Vivenciamos por quase uma quinzena uma confluência de colapsos. A começar por ter sido posta a nu nossa total dependência do modal rodoviário, desde a década de 50 do século passado (mas agravada com as privatizações no setor ferroviário e com o desmonte da navegação de cabotagem nos anos 90). Além disso, restou claro sermos escravos dos combustíveis fósseis e viciados em transporte individual. E não nos esqueçamos de que os especialistas afirmam que as reservas de petróleo existentes deverão se esgotar antes do final deste século. A ironia é que tudo isso se passou pouco antes da Semana Mundial do Meio Ambiente, comemorada pela ONU.

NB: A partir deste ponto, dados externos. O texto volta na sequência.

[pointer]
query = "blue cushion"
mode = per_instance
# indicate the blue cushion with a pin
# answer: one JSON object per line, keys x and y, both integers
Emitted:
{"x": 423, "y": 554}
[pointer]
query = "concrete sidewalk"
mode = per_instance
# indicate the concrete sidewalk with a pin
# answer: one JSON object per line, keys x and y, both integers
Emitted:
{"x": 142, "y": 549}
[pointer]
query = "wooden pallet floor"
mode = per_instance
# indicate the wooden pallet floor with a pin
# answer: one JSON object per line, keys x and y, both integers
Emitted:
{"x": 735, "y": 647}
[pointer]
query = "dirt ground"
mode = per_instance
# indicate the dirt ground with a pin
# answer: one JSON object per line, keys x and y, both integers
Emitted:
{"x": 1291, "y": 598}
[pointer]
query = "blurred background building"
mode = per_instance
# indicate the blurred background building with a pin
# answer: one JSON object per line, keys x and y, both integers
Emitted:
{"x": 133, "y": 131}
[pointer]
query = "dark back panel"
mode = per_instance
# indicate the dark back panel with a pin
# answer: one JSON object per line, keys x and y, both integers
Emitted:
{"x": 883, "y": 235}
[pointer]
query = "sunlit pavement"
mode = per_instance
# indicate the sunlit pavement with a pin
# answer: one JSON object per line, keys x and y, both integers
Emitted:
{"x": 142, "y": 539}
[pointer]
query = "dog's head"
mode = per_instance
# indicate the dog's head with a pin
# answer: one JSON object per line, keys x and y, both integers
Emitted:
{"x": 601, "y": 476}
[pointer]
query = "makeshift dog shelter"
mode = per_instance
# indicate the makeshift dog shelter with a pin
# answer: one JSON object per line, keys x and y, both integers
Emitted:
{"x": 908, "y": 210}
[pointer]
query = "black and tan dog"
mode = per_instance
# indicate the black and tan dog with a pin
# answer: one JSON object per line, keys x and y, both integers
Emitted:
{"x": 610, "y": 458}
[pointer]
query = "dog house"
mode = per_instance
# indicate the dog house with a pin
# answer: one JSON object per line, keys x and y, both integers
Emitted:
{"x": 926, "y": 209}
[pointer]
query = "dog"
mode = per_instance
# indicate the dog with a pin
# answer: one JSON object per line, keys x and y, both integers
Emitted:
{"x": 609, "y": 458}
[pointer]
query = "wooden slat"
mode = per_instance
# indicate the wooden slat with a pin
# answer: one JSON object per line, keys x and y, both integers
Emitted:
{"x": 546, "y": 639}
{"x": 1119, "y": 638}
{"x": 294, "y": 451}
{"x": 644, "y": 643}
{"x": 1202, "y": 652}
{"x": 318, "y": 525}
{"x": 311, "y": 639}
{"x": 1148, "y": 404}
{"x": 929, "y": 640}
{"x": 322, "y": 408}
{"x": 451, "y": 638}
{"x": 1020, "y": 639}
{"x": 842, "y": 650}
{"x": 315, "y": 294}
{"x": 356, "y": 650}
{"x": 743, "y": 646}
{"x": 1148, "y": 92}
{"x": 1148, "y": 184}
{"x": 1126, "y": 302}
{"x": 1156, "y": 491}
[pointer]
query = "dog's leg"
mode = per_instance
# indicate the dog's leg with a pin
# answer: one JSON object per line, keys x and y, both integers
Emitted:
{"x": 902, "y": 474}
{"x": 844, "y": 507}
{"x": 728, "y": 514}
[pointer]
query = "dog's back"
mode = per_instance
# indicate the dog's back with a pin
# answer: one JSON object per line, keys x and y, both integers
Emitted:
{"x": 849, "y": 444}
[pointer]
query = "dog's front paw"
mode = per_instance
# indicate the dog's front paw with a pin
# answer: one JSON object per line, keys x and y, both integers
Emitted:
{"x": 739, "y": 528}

Nessa experimentação do juízo final, tivemos de tudo um pouco. Amostras da falência de nossa política tributária regressiva, centrada em múltiplos tributos sobre consumo, o escárnio ao povo brasileiro quanto ao papel desempenhado pela Petrobras com sua política de preços, a inoperância do sistema de inteligência do Estado brasileiro e o “samba do crioulo doido” das relações entre capital e trabalho no setor de transporte: sindicatos não representavam ninguém, e ninguém sabia se o que estava ocorrendo era greve ou locaute, isto é, greve de empresários, ou uma mistura de ambos. Voltarei a isso em outro artigo. Mas equivocam-se os que querem atribuir toda essa mixórdia, pelo menos no que diz respeito às relações trabalhistas, ao governo Temer. Vale lembrar, por exemplo, que a Lei 11.442, de 2007, que permitiu forte precarização das relações de trabalho entre os caminhoneiros, foi sancionada pelo presidente Lula, tendo recebido algumas achegas que, depois, pioraram o quadro, quando a presidente Dilma sancionou a Lei 13.103, de 2015. Quem quiser saber, consulte os respectivos textos.
Pior, no entanto, foi o chamamento de “intervenção militar”, a revelar como ronda entre nós o espectro da desinformação sobre nosso passado ainda recente.
Como assinalou o professor de história contemporânea da UFRJ Daniel Aarão Reis: “Misturem-se ainda pitadas de extremistas e nostálgicos de ditaduras pretéritas. Pronto: a gororoba está no ponto, sendo certo que provocará uma indigestão amazônica. A conta será paga pelos de sempre”.